Line of Attack: Did Berkley blow taxpayer dollars on an extravagant trip to Europe?

Editor’s note: Line of Attack is a weekly feature in which we parse a political attack, looking at the strategy behind it, how the campaign is delivering it and what facts support or refute it. We’ll assign it a rating on the fairness meter: Legit, Eye Roll, Guffaw, Laughable or Outrageous.

Attack: Millionaire Shelley Berkley flits around Europe, shopping, drinking Champagne and going to the opera while sticking taxpayers with the bill.

Method of delivery:This new ad from the National Republican Senatorial Committee features comical cartoons and depictions of Berkley.

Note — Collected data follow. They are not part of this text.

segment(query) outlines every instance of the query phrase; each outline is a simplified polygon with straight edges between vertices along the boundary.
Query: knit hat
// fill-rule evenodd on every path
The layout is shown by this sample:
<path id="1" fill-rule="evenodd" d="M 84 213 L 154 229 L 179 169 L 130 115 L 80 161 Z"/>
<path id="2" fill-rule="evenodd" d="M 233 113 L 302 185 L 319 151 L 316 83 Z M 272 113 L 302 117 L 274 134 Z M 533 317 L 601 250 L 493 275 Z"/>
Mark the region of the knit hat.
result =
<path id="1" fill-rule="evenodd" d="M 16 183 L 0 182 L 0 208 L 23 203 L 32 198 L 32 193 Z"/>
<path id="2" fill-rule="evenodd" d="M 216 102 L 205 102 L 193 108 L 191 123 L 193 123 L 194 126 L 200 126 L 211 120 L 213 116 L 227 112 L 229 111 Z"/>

Strategy: Republicans have already laid the groundwork for convincing voters that Berkley has tried to enrich her family through the policies she advocated in Congress—charges the House ethics committee is looking into and that she vehemently denies. So painting her as a millionaire who is capricious with tax dollars plays into that wheelhouse.

Fairness meter: As with most of ads, there is an element of truth to this attack. Berkley and her family are indeed rich. One of the richest members of Congress, even. But that on its own doesn’t make her ineligible for office. (Mitt Romney would be in a heap of trouble if that were the case.)

The more serious charge relates to a 2008 trip Berkley and her husband took to Slovenia and Italy.

She was part of a delegation with 16 other lawmakers as part of the Transatlantic Legislators Dialogue. And taxpayers did pay for it. Newspapers at the time mocked some of the extravagance on the fine hotels and restaurants listed on the itinerary.

“Your hardy band of lawmakers, led by Rep. Shelley Berkley, co-chairman of the TLD, will ease up on Sunday, starting with a ‘short walking tour of old city’ at 10 a.m., followed by a 45-minute boat trip on the Ljubljanica River and a cable ride up to Ljubljana Castle. But then it's back to a grueling three hours of chat about the Middle East and such,” a Washington Post columnist wrote.

The extravagance question is more than legitimate when tax dollars are concerned. Another legitimate questions is why Berkley and her husband met with a prominent lobbyist while on the trip.

Berkley, in an interview with the Las Vegas Review-Journal, admitted that she built free time into the itinerary, which also included meeting with American troops, wreath laying and briefings on such things as liquefied gas and global warming.

But as most ads do, this one stretches reality in order to drive home a point.

Berkley paid for the opera herself, she said. The delegation received steeply discounted rooms at the fancy hotels.

And the $55,000 price tag featured prominently in the ad? That’s not for Berkley and her husband. It’s for the entire delegation.

Therefore, the ad itself is extravagant, and earns itself an Eye Roll.